Голубиный туннель. Истории из моей жизни (Ле Карре) - страница 145

Глава 28

Я нужен Ричарду Бёртону

Вспоминая нашу первую встречу с Мартином Риттом — заслуженным американским кинорежиссером, который снял «Шпиона, пришедшего с холода», я краснею: уж больно дурацкий был на мне тогда костюм.

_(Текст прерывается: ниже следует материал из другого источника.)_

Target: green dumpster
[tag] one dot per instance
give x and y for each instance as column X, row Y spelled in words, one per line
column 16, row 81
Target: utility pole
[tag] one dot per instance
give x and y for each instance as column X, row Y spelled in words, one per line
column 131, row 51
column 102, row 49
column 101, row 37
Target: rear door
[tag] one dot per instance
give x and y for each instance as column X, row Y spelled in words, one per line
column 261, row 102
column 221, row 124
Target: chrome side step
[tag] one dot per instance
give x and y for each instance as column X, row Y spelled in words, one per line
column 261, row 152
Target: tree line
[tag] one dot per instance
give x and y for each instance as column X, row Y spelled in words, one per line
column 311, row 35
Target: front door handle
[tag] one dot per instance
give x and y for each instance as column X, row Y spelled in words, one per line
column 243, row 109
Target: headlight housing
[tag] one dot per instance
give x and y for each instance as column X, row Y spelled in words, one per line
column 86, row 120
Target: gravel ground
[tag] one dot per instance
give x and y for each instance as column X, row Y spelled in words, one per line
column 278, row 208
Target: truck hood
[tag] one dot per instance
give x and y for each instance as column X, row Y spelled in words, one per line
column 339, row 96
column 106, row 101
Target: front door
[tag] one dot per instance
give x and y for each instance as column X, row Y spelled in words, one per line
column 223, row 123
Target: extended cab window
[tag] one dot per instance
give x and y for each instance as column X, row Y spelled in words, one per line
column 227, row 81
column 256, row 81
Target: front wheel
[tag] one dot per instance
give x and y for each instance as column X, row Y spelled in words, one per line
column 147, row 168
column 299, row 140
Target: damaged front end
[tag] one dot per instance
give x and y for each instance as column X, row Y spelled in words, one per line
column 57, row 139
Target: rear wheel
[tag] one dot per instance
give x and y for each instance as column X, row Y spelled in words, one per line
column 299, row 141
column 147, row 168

Дело происходило в 1963-м. Мой роман еще не вышел. А Ритт уже выкупил права на его экранизацию, изучив пиратский экземпляр рукописи, подсунутый ему моим литературным агентом, или издателем, или каким-нибудь умником из копировального отдела, у которого был приятель на киностудии под названием «Парамаунт». Потом Ритт станет хвастать, что украл эти права. И я потом с ним соглашусь. А в то время я посчитал его человеком безграничного великодушия — он ведь не поленился приехать аж из самого Лос-Анджелеса в компании своих не менее великодушных друзей, чтоб угостить меня обедом в отеле «Коннот» — этом храме эдвардианской роскоши — и сказать несколько лестных слов о моей книге.

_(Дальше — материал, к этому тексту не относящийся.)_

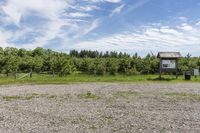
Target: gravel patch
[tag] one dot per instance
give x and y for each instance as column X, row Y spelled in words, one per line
column 100, row 107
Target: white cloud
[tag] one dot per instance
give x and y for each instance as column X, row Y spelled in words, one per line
column 148, row 39
column 183, row 18
column 117, row 9
column 79, row 14
column 56, row 14
column 111, row 1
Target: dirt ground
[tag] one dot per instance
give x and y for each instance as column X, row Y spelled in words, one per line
column 101, row 108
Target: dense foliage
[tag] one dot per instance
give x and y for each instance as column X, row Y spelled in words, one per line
column 39, row 60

А я прилетел аж из самого Бонна, столицы Западной Германии, за счет Ее Величества Королевы. C кинематографистами мне, дипломату тридцати двух лет, встречаться еще не доводилось. В детстве, как и все мальчишки того времени, я был влюблен в Дину Дурбин[51] и покатывался со смеху над «Тремя балбесами»[52]. А когда смотрел фильмы про войну, сбивал немецкие самолеты, которыми управлял Эрик Портман[53], и праздновал победу над фашистами вместе с Лесли Говардом[54]. (Мой отец был твердо убежден, что Портман — нацист, и говорил, его нужно интернировать.) Потом я рано женился, родились дети, денег не хватало, и мне уже было не до кино. Мой литературный агент, очаровательный человек, больше всего на свете мечтавший стать барабанщиком в джаз-банде, но не позволявший себе за этой мечтой следовать, жил в Лондоне. О мире кино он, видимо, знал больше моего, но, подозреваю, ненамного. Однако договорился с киностудией именно он, и именно я после нашего с ним совместного праздничного обеда подписал бумаги.

Я уже говорил, что в мои обязанности второго секретаря британского посольства в Бонне входило сопровождать высокопоставленных немецких гостей, желавших ознакомиться с работой британского правительства и его парламентской оппозиции, поэтому-то я и приехал в Лондон. И вот почему, улизнув со службы, я явился в «Коннот», на обед с Мартином Риттом, в узком черном пиджаке, черном жилете, светло-сером галстуке и брюках в серо-черную полоску — такой костюм немцы называют штреземан — в честь прусского государственного деятеля, который имел несчастье (недолго, правда) руководить Веймарской республикой. И вот почему Ритт, пожимая мне руку, спросил грубовато, но сердечно, какого черта на меня нашло, зачем я вырядился как метрдотель?